Jina AI Introduces Reader-LM, a Revolutionary Small Language Model to Efficiently Extract the Main Content of HTML Web Pages

2.6K 00

Jina AI has released Reader-LM-0.5B and Reader-LM-1.5B, two small language models designed to convert raw, noisy HTML from the open web into clean Markdown format, which support context lengths of up to 256K tokens and show comparable or better performance than large language models on conversion tasks. performance on the conversion task is comparable or even better than large language models.

preamble

Jina AI released Jina Reader in April 2024, a simple API that converts any URL into LLM-friendly markdown. the API uses the headless Chrome browser to fetch the source code of a web page, extracts the main content using Mozilla's Readability package, and converts the cleaned-up HTML into markdown using the regex and Turndown libraries to convert the cleaned up HTML to markdown.

After the release, user feedback pointed to issues with the quality of the content, which Jina AI addressed by patching the existing pipeline.

Since then, we've been pondering the question: instead of tinkering with more heuristics and regular expressions (which are becoming increasingly difficult to maintain and are not conducive to multilingualism), can we solve this problem end-to-end with a single language model?

Jina AI 推出革命性小型语言模型 Reader-LM，高效提取HTML网页主要内容

Illustration illustrating reader-lm, replacing the pipeline of readability+turndown+regex heuristics with a small language model.

About Reader-LM

September 11, 2024 -- Continuing to drive innovation in artificial intelligence for content processing and text conversion, Jina AI today announced the launch of its latest technology achievements -- Reader-LM-0.5B and Reader-LM-1.5B, two small language models. These models mark a new era of raw HTML content processing on the open web, efficiently converting complex HTML into structured Markdown format, providing powerful support for content management and machine learning applications in the Big Data era.

Breakthrough performance and efficiency

The Reader-LM-0.5B and Reader-LM-1.5B models achieve comparable or even better performance than larger language models while maintaining a compact parameter scale. Supporting context lengths of up to 256K tokens, these two models are able to handle noisy elements such as inline CSS, scripts, etc. in modern HTML, producing clean, well-structured Markdown files. This is a great convenience for users who need to extract and convert text from raw web content.

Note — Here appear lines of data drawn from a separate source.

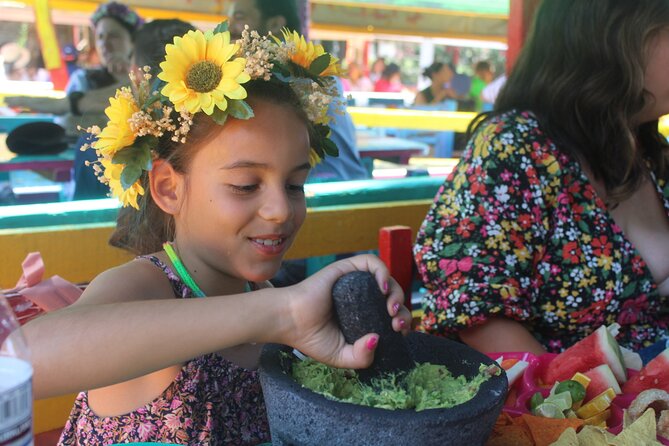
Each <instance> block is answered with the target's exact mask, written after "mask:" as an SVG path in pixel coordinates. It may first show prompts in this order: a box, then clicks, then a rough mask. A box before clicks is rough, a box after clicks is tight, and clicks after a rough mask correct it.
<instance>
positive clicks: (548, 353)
mask: <svg viewBox="0 0 669 446" xmlns="http://www.w3.org/2000/svg"><path fill="white" fill-rule="evenodd" d="M488 356H489V357H490V358H492V359H495V360H496V359H497V358H499V357H500V356H503V357H504V359H520V360H524V361H527V362H528V363H529V365H528V366H527V368H526V369H525V373H523V376H522V377H521V379H520V380H518V381H516V382H515V383H514V385H513V386H512V388H510V389H509V397H508V398H507V400H506V403H505V406H504V409H503V410H504V412H506V413H508V414H509V415H510V416H512V417H517V416H520V415H522V414H524V413H530V410H529V400H530V398H532V395H534V394H535V393H536V392H541V394H542V395H543V396H544V397H546V396H548V394H549V393H550V389H551V387H552V385H553V383H550V384H547V383H543V382H542V381H541V378H540V377H541V376H543V374H544V372H545V370H546V367H548V364H549V363H550V362H551V361H552V360H553V359H554V358H555V357H556V356H557V354H554V353H545V354H543V355H541V356H536V355H533V354H532V353H527V352H503V353H488ZM627 373H628V375H630V376H631V375H634V374H636V373H638V372H637V371H635V370H629V369H628V370H627ZM636 396H637V394H631V393H623V394H620V395H618V396H617V397H616V398H615V399H614V400H613V402H612V403H611V416H610V417H609V419H608V420H607V426H608V431H609V432H611V433H612V434H618V433H620V431H621V430H622V428H623V426H622V423H623V413H624V410H625V409H627V408H628V407H629V405H630V404H631V403H632V401H634V398H636ZM657 440H658V441H659V442H660V443H662V444H664V445H669V440H668V439H666V438H663V437H659V436H658V437H657Z"/></svg>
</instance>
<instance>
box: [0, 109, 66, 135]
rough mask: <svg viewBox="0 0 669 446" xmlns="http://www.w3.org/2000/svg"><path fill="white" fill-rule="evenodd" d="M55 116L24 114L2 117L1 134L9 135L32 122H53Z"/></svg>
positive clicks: (28, 113)
mask: <svg viewBox="0 0 669 446" xmlns="http://www.w3.org/2000/svg"><path fill="white" fill-rule="evenodd" d="M53 120H54V116H53V115H49V114H40V113H22V114H20V115H15V116H3V115H0V133H9V132H11V131H12V130H14V128H16V127H18V126H20V125H23V124H28V123H30V122H53Z"/></svg>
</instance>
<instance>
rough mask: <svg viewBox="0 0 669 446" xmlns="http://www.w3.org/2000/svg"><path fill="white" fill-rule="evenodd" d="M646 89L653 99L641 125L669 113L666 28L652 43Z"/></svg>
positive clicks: (648, 50) (646, 78)
mask: <svg viewBox="0 0 669 446" xmlns="http://www.w3.org/2000/svg"><path fill="white" fill-rule="evenodd" d="M644 88H645V89H646V91H648V92H649V93H650V94H651V95H652V97H651V98H650V99H649V102H648V104H647V105H646V108H645V109H644V110H643V111H642V112H641V116H640V119H639V123H643V122H648V121H652V120H655V119H657V118H659V117H660V116H662V115H665V114H667V113H669V28H664V29H663V30H662V31H660V32H659V33H658V35H657V36H655V37H654V38H653V39H652V40H651V42H650V45H649V47H648V64H647V66H646V70H645V80H644Z"/></svg>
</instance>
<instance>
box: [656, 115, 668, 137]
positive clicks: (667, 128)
mask: <svg viewBox="0 0 669 446" xmlns="http://www.w3.org/2000/svg"><path fill="white" fill-rule="evenodd" d="M658 127H659V129H660V133H662V134H663V135H664V136H667V137H669V115H666V116H662V117H661V118H660V124H659V125H658Z"/></svg>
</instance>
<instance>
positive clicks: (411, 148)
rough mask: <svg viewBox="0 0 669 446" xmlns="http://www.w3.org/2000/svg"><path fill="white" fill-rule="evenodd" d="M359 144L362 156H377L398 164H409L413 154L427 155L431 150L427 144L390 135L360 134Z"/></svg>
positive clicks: (360, 155) (358, 147) (360, 153)
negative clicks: (376, 135) (369, 135)
mask: <svg viewBox="0 0 669 446" xmlns="http://www.w3.org/2000/svg"><path fill="white" fill-rule="evenodd" d="M357 146H358V151H359V152H360V157H361V158H377V159H382V160H385V161H390V162H394V163H398V164H409V159H410V158H411V157H412V156H425V155H427V154H429V152H430V146H429V145H427V144H424V143H421V142H416V141H412V140H410V139H404V138H395V137H389V136H376V137H374V136H359V137H358V138H357Z"/></svg>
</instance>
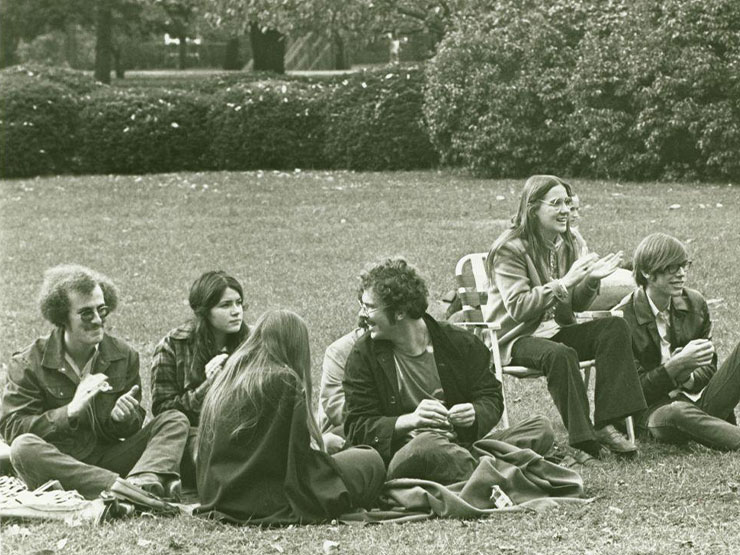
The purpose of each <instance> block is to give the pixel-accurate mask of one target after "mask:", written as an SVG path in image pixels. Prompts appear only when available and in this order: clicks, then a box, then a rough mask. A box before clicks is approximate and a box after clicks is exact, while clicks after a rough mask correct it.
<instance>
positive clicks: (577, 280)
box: [485, 175, 645, 457]
mask: <svg viewBox="0 0 740 555" xmlns="http://www.w3.org/2000/svg"><path fill="white" fill-rule="evenodd" d="M571 198H572V191H571V188H570V185H569V184H568V183H566V182H565V181H563V180H562V179H560V178H558V177H555V176H552V175H535V176H532V177H530V178H529V179H528V180H527V182H526V184H525V185H524V190H523V191H522V195H521V198H520V203H519V210H518V212H517V214H516V216H515V218H514V219H513V224H512V226H511V228H510V229H508V230H506V231H505V232H504V233H502V234H501V236H499V237H498V239H496V241H495V242H494V244H493V246H492V248H491V251H490V252H489V254H488V258H487V265H488V274H489V283H490V291H489V295H488V304H487V306H486V310H485V313H486V319H487V320H488V321H492V322H495V323H497V324H498V325H499V326H500V332H499V347H500V349H501V354H502V359H503V363H504V364H513V365H521V366H527V367H533V368H536V369H538V370H541V371H542V372H543V373H544V375H545V376H546V379H547V387H548V390H549V392H550V395H551V396H552V399H553V401H554V402H555V406H556V407H557V409H558V411H559V412H560V416H561V417H562V420H563V423H564V424H565V427H566V429H567V430H568V434H569V440H570V444H571V445H573V446H574V447H576V448H578V449H581V450H583V451H585V452H587V453H588V454H590V455H592V456H595V457H598V456H599V455H600V448H601V446H602V445H603V446H605V447H607V448H608V449H610V450H611V451H613V452H615V453H617V454H620V455H628V456H629V455H633V454H634V453H635V452H636V448H635V446H634V445H633V444H632V443H630V442H629V441H627V440H626V439H625V437H624V436H623V435H622V434H621V433H620V432H619V431H618V430H617V429H616V428H615V426H614V424H615V423H617V422H619V421H621V420H623V419H624V418H625V417H627V416H629V415H632V414H635V413H636V412H638V411H641V410H643V409H644V408H645V399H644V397H643V395H642V389H641V387H640V382H639V380H638V377H637V371H636V369H635V365H634V361H633V359H632V350H631V342H630V332H629V328H628V327H627V324H626V323H625V322H624V321H623V320H622V319H621V318H615V317H610V318H603V319H597V320H593V321H590V322H585V323H581V324H578V323H576V320H575V316H574V311H580V310H586V309H587V308H588V307H589V305H590V304H591V302H592V301H593V299H594V298H595V297H596V294H597V292H598V290H599V284H600V281H601V280H602V279H603V278H605V277H606V276H608V275H610V274H611V273H612V272H614V270H616V269H617V268H618V267H619V264H620V262H621V260H622V253H621V252H618V253H613V254H608V255H606V256H604V257H599V256H598V255H597V254H595V253H589V254H583V255H582V253H581V252H580V250H581V249H580V247H579V244H580V243H579V242H577V241H575V240H574V236H573V234H572V233H571V231H570V224H569V215H570V204H571ZM589 359H596V384H595V401H594V404H595V407H594V422H593V424H592V423H591V420H590V417H589V413H590V409H589V401H588V397H587V394H586V388H585V385H584V383H583V379H582V377H581V373H580V369H579V361H580V360H589Z"/></svg>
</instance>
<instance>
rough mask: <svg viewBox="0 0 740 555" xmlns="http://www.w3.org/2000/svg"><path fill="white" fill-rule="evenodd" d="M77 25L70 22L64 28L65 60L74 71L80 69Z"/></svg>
mask: <svg viewBox="0 0 740 555" xmlns="http://www.w3.org/2000/svg"><path fill="white" fill-rule="evenodd" d="M77 51H78V45H77V24H76V23H73V22H71V21H68V22H67V23H66V24H65V26H64V59H65V60H66V61H67V64H68V65H69V67H71V68H72V69H78V62H77V60H78V55H77Z"/></svg>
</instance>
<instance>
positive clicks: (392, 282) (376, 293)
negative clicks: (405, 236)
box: [358, 257, 429, 319]
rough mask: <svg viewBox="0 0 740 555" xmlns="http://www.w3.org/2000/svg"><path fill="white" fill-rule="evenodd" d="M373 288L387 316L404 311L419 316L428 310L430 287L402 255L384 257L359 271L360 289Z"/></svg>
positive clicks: (362, 289)
mask: <svg viewBox="0 0 740 555" xmlns="http://www.w3.org/2000/svg"><path fill="white" fill-rule="evenodd" d="M365 290H372V291H373V293H374V294H375V295H376V296H377V299H378V301H379V302H380V304H381V305H382V306H383V307H385V308H384V310H385V312H386V314H387V315H388V317H389V318H395V316H396V314H406V315H407V316H408V317H409V318H412V319H417V318H421V317H422V316H423V315H424V313H425V312H426V311H427V307H428V306H429V302H428V300H427V297H428V296H429V291H428V289H427V286H426V283H424V280H423V279H422V278H421V276H419V274H418V273H417V272H416V269H415V268H414V267H413V266H411V265H410V264H408V262H406V260H405V259H403V258H400V257H398V258H387V259H385V260H383V261H382V262H380V263H378V264H375V265H374V266H372V267H370V268H369V269H367V270H365V271H364V272H362V274H360V289H359V291H358V297H362V292H363V291H365Z"/></svg>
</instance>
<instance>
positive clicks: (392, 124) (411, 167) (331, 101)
mask: <svg viewBox="0 0 740 555" xmlns="http://www.w3.org/2000/svg"><path fill="white" fill-rule="evenodd" d="M423 84H424V75H423V72H422V71H421V70H419V69H418V68H412V69H400V68H393V69H389V70H386V71H378V72H372V73H371V72H367V73H358V74H353V75H351V76H349V77H348V78H347V79H344V80H343V81H341V82H340V83H338V84H337V85H336V86H335V87H333V88H331V89H330V92H329V95H328V100H327V101H326V102H325V107H326V109H327V111H328V113H327V117H326V137H325V140H324V154H325V157H326V159H327V160H328V161H329V162H330V165H331V167H333V168H349V169H353V170H371V171H374V170H408V169H415V168H428V167H431V166H433V165H434V164H435V163H436V162H437V154H436V152H435V151H434V148H433V147H432V144H431V142H430V141H429V138H428V133H427V130H426V128H425V127H424V123H423V113H422V102H423V100H424V98H423V94H422V87H423Z"/></svg>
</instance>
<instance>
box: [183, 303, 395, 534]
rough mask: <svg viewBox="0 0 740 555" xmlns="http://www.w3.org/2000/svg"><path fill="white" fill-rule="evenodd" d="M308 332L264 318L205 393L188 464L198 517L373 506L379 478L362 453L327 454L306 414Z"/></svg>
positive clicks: (317, 515) (313, 415) (315, 431)
mask: <svg viewBox="0 0 740 555" xmlns="http://www.w3.org/2000/svg"><path fill="white" fill-rule="evenodd" d="M311 406H312V404H311V356H310V352H309V342H308V328H307V327H306V324H305V322H304V321H303V320H302V319H301V318H300V317H299V316H298V315H297V314H295V313H293V312H290V311H287V310H271V311H268V312H266V313H265V314H263V315H262V316H261V317H260V319H259V320H258V321H257V323H256V324H255V326H254V328H253V329H252V331H251V333H250V336H249V338H248V339H247V340H246V341H245V342H244V343H242V345H241V346H240V347H239V348H238V349H237V350H236V351H235V352H234V354H233V355H232V356H231V357H230V358H229V360H228V361H227V362H226V365H225V366H224V369H223V370H222V371H221V372H219V373H218V375H217V376H216V378H215V380H214V382H213V385H212V386H211V388H210V389H209V391H208V393H207V394H206V398H205V400H204V402H203V409H202V412H201V423H200V430H199V434H198V457H197V459H196V467H197V477H198V492H199V494H200V498H201V504H202V507H201V509H200V512H201V513H207V514H210V516H214V517H219V518H223V519H226V520H230V521H234V522H246V521H249V522H250V523H254V524H269V523H274V524H279V523H289V522H302V523H307V522H320V521H326V520H329V519H332V518H336V517H337V516H339V515H340V514H343V513H346V512H349V511H351V510H352V509H354V508H357V507H370V506H372V505H373V504H374V503H375V502H376V500H377V498H378V495H379V494H380V490H381V488H382V486H383V483H384V482H385V468H384V466H383V461H382V459H381V458H380V456H379V455H378V454H377V453H376V452H375V451H374V450H373V449H371V448H369V447H357V448H350V449H345V450H344V451H342V452H340V453H337V454H334V455H329V454H328V453H326V451H325V449H324V445H323V440H322V437H321V433H320V431H319V427H318V424H317V423H316V419H315V417H314V415H313V413H312V411H311Z"/></svg>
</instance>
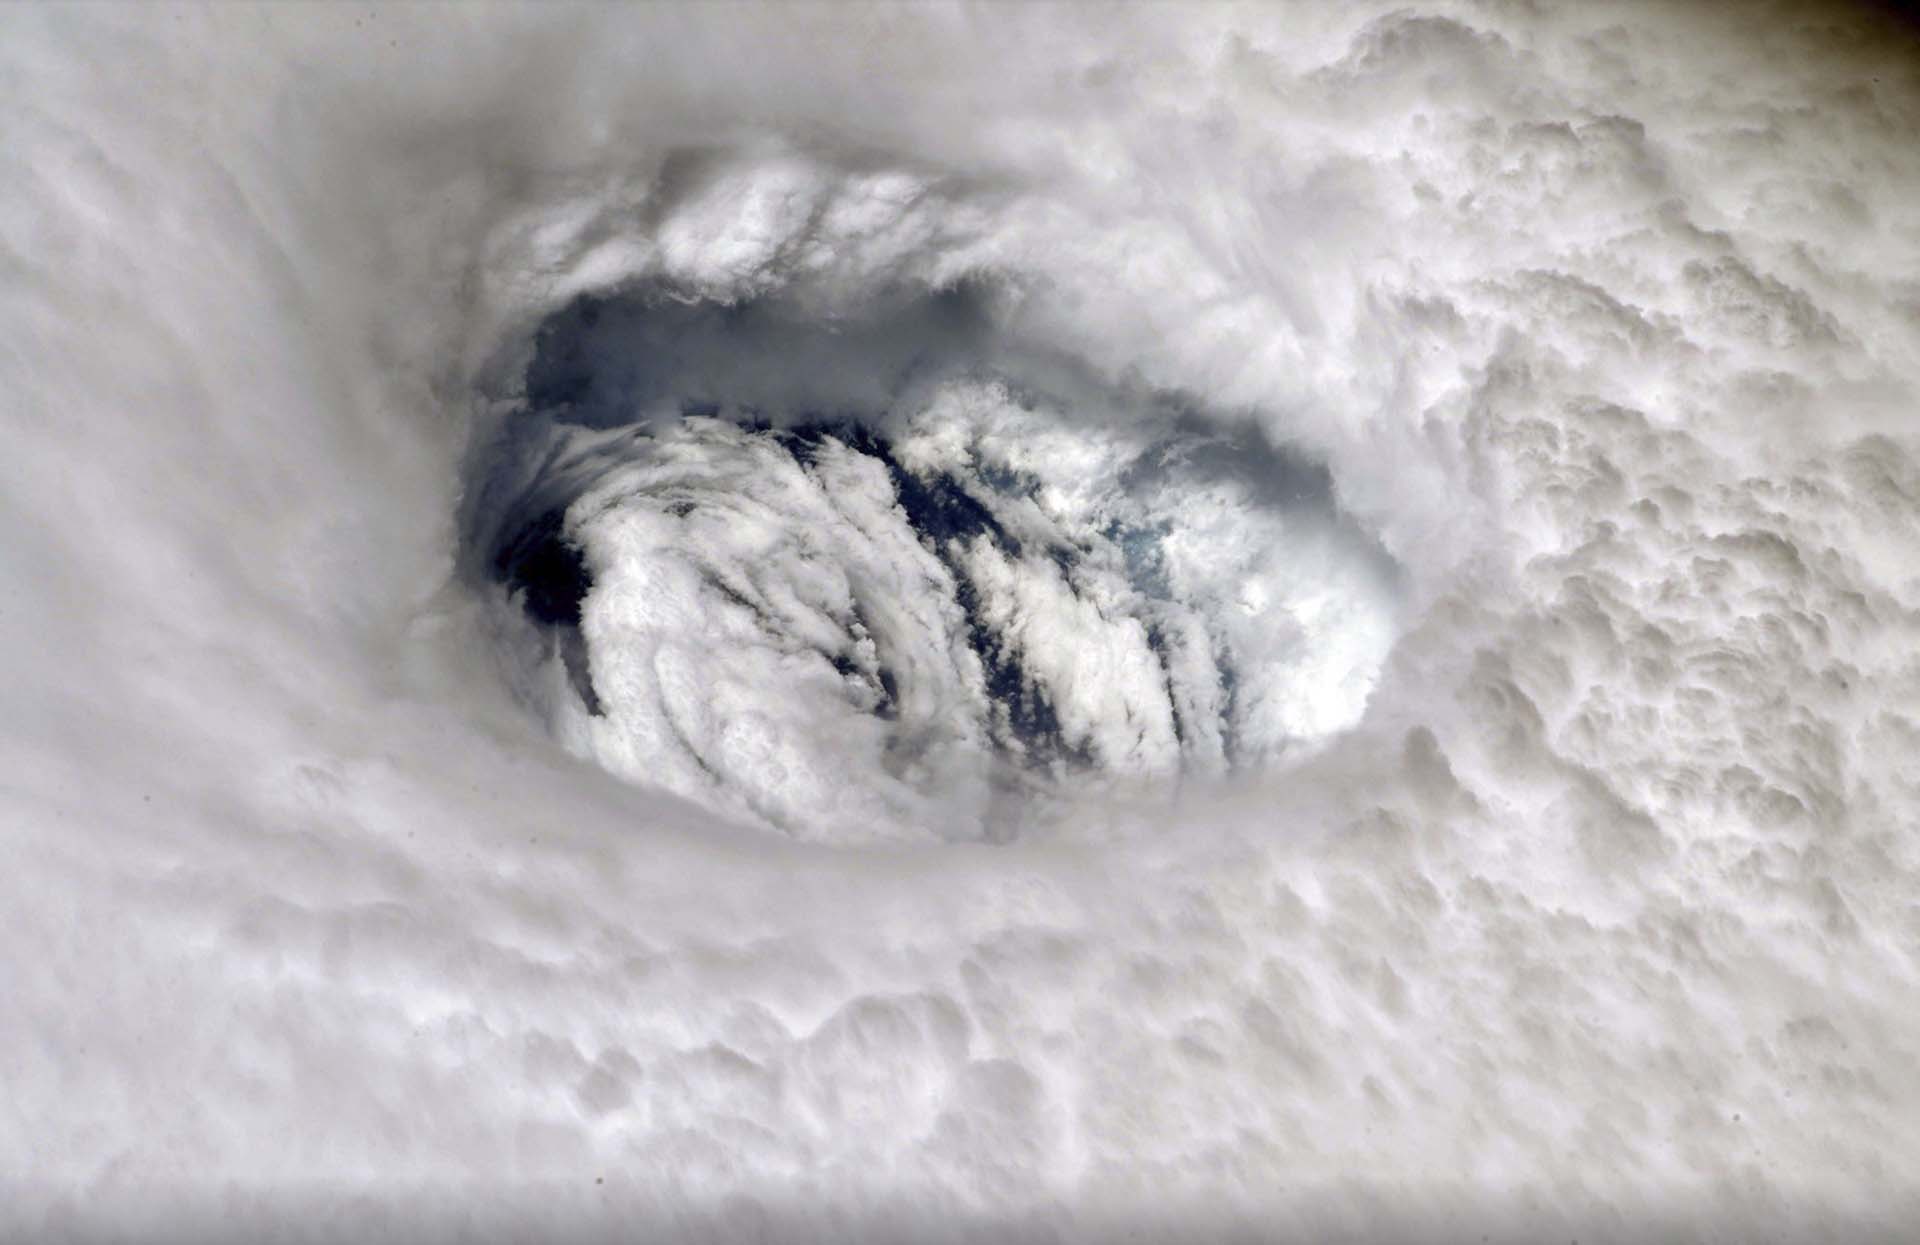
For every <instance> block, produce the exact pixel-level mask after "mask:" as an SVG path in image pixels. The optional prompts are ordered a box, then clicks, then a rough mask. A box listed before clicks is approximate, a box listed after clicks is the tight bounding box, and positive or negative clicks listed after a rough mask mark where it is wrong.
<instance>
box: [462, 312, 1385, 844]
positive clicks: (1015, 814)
mask: <svg viewBox="0 0 1920 1245" xmlns="http://www.w3.org/2000/svg"><path fill="white" fill-rule="evenodd" d="M472 484H474V488H472V490H470V496H472V500H474V501H472V505H470V509H468V515H467V525H465V530H467V536H468V561H470V563H472V567H474V569H476V578H478V580H482V582H484V584H488V586H490V590H492V592H495V596H497V598H501V599H503V601H505V605H507V609H511V611H516V613H518V617H520V619H522V626H524V628H530V630H532V632H534V634H536V636H538V644H536V646H532V651H536V653H538V659H536V665H538V667H540V669H543V671H545V674H540V672H538V671H536V672H534V676H532V678H530V686H536V688H543V694H541V696H538V697H536V699H540V703H541V707H543V711H545V713H547V715H549V719H551V722H553V726H555V730H557V734H559V736H561V738H564V740H568V744H570V745H574V747H576V749H580V751H584V753H586V755H589V757H593V759H595V761H599V763H601V765H605V767H607V769H611V770H612V772H616V774H620V776H624V778H630V780H634V782H641V784H653V786H664V788H668V790H674V792H680V793H684V795H689V797H695V799H701V801H707V803H714V805H720V807H726V809H730V811H733V813H739V815H743V817H747V818H753V820H758V822H764V824H770V826H776V828H780V830H785V832H791V834H797V836H803V838H818V840H849V842H852V840H874V838H881V840H885V838H900V836H910V838H912V836H931V838H993V836H1006V834H1016V832H1018V830H1020V826H1021V824H1027V822H1031V820H1033V818H1035V817H1043V815H1044V811H1046V809H1054V807H1060V805H1062V803H1071V801H1073V799H1075V797H1081V795H1089V793H1098V792H1108V793H1110V792H1114V790H1125V792H1140V790H1160V788H1173V786H1179V784H1183V782H1192V780H1206V778H1219V776H1225V774H1229V772H1235V770H1244V769H1252V767H1265V765H1273V763H1279V761H1283V759H1286V757H1292V755H1298V753H1300V751H1304V749H1311V747H1313V745H1315V744H1317V742H1321V740H1325V738H1327V736H1331V734H1334V732H1338V730H1342V728H1346V726H1350V724H1352V722H1354V720H1357V717H1359V713H1361V709H1363V707H1365V699H1367V694H1369V690H1371V686H1373V680H1375V674H1377V671H1379V663H1380V659H1382V657H1384V651H1386V647H1388V646H1390V644H1392V638H1394V630H1396V623H1394V613H1396V609H1394V605H1396V592H1398V588H1396V582H1398V569H1396V567H1394V563H1392V561H1390V559H1388V557H1386V555H1384V553H1382V551H1380V549H1379V546H1377V544H1375V542H1371V540H1369V538H1367V534H1365V532H1363V530H1361V528H1359V526H1357V525H1356V523H1354V521H1352V519H1348V517H1346V515H1344V513H1342V511H1340V505H1338V498H1336V488H1334V480H1332V476H1331V475H1329V471H1327V469H1325V467H1323V465H1319V463H1315V461H1311V459H1308V457H1304V455H1300V453H1294V452H1288V450H1284V448H1275V446H1273V444H1269V442H1267V440H1265V438H1261V436H1260V434H1258V432H1254V430H1252V425H1248V423H1235V421H1231V419H1227V417H1223V415H1221V413H1215V411H1206V409H1200V407H1196V405H1194V403H1188V402H1183V400H1181V398H1179V396H1169V394H1146V396H1142V394H1131V392H1119V390H1114V388H1112V386H1102V384H1098V382H1094V380H1091V378H1089V377H1087V375H1081V373H1075V369H1071V367H1066V365H1060V363H1058V359H1052V361H1044V363H1043V357H1041V355H1039V352H1031V350H1021V348H1018V346H1016V344H1010V342H1006V340H1000V338H998V336H996V334H995V332H993V330H991V329H989V325H987V321H985V315H983V313H981V309H979V307H975V305H970V302H968V298H966V296H960V294H947V296H927V298H920V300H914V302H908V304H904V305H893V307H889V311H887V313H885V315H874V317H872V319H864V321H860V319H856V321H849V319H835V321H833V323H826V325H824V323H818V321H808V319H806V317H804V315H803V313H801V311H799V309H797V307H791V305H783V304H780V302H774V300H770V302H762V304H745V305H714V304H699V302H684V300H672V298H664V296H662V292H659V290H643V292H632V294H626V296H620V298H607V300H582V302H576V304H574V305H570V307H564V309H563V311H559V313H555V315H553V317H551V319H549V321H547V323H545V325H543V327H541V329H540V332H538V334H536V344H534V352H532V361H530V365H528V367H526V373H524V390H522V402H518V405H516V407H515V409H513V413H511V415H509V417H507V419H505V421H503V423H501V425H499V427H497V428H495V430H493V432H492V440H490V444H488V448H486V452H484V453H480V455H476V459H474V480H472Z"/></svg>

User-friendly hands-on experience

Jina AI provides a program in Google Colab (0.5Bcap (a poem)1.5BThe Reader-LM model is a free, cloud-based environment that allows users to easily experience the power of the Reader-LM model by taking notes. Whether it's loading different versions of the model, changing the URL of a processed website, or exploring the output, users are able to do so in a free, cloud-based environment. Additionally, Reader-LM will soon be available in the Azure and AWS marketplaces, providing more integration and deployment options for enterprise users.

Performance beyond traditional models

Through comparison tests with large language models such as GPT-4o, Gemini-1.5-Flash, Gemini-1.5-Pro, LLaMA-3.1-70B and Qwen2-7B-Instruct, Reader-LM has shown good results in ROUGE-L, Word Error Rate (WER) and Token Error Rate (TER), among other key metrics. These evaluations demonstrate Reader-LM's leadership in accuracy, recall, and ability to generate clean Markdown.

Qualitative research confirms its benefits

In addition to the quantitative evaluation, Jina AI also confirmed Reader-LM's superior performance in headline extraction, main content extraction, structure retention, and Markdown syntax usage through a qualitative study of visually inspecting output Markdown. These findings emphasize the efficiency and reliability of Reader-LM in real-world applications.

An innovative approach to two-stage training

Jina AI revealed the details of their process for training Reader-LM, including data preparation, two-stage training, and how they overcame model degradation and cycling issues. They emphasized the importance of the quality of the training data and ensured the stability of the model and the quality of the generation through technical means such as comparative search and repeated stopping criteria.

ultimate

Jina AI's Reader-LM is not only a major breakthrough in the field of small-scale language modeling, but also a significant enhancement to the processing power of open web content. The release of these two models not only provides developers and data scientists with an efficient, easy-to-use tool, but also opens up new possibilities for AI applications in content extraction, cleansing, and transformation.